I suspect St Helier now looks much more likely to evolve into a "Major Acute Hospital" linked to St Georges, whilst Epsom is likely to develop into a Local General Hospital with its campus also hosting other health providers. The interesting question for Health Scrutiny Committees, is if St Helier doesn't become a Critical Care Hospital and evolves into a Major Acute Hospital with some critical care provided at St Georges, will many people notice?
Hopefully local PCT's will develop or commission local care centres (see my article below on "Local Care Networks") in the coming years in a much more bottom up approach than the top down approach (wait until we have sorted out the CCH etc) proposed in BHCH. This is a key area for local Council's to work with the local NHS on. For example a combined health and leisure development on the Malden Road baths site.

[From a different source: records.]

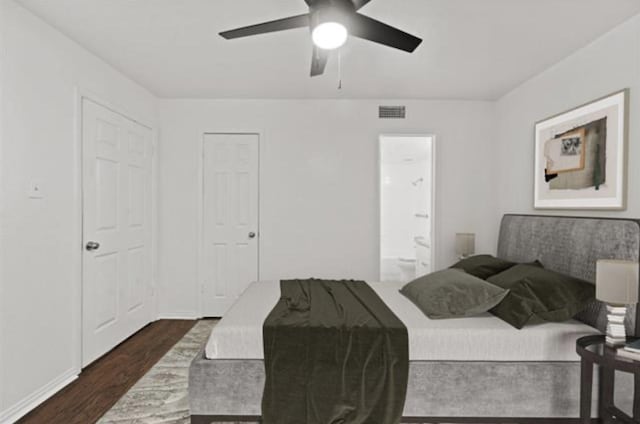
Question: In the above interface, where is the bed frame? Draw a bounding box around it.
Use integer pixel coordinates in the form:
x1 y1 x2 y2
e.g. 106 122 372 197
189 215 640 424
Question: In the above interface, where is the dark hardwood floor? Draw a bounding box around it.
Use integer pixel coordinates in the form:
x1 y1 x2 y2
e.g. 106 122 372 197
18 320 196 424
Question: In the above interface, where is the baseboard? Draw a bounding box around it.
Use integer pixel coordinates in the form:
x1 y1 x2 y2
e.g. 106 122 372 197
157 312 202 320
0 369 78 424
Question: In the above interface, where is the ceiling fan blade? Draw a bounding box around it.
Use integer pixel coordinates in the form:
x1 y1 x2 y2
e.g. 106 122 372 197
351 0 371 10
220 13 311 40
311 46 329 77
349 13 422 53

Having attended the Epsom and St Helier Trust meeting in early August, it seems to me the following action is likely to be the priority of the Acute Trust in the coming years:
1. The development of the Epsom Health Campus site, with a range of health providers on it.
2. The establishment of Epsom and St Helier as Foundation Trust. It is vital that the Sutton and Merton Health Scrutiny Committees ensure they strongly imput into the Foundation Trust document. I will set out a checklist of key issues in due course. The most crucial issue will be do we want a "Critical Care Hospital" or a "Major Acute Hospital" in the borough? This will be an issue for a future article.
There is a danger that once it becomes a Foundation the Trust will try to resurect the Sutton Hospital CCH option again in conjunction with the Royal Marsden (probably as a much samller proposal on part of the Sutton site with some sold off to fund it), though this may not be allowed as the Critical Care part of the NHS is unlikely to become a quasi-market as it more likely to be driven by unexpected illness rather than personal choice of healthcare.
That is why residents in Sutton will need to continue to campaign now for Acute services to continue to be provided on the St Helier site in the period after 2012.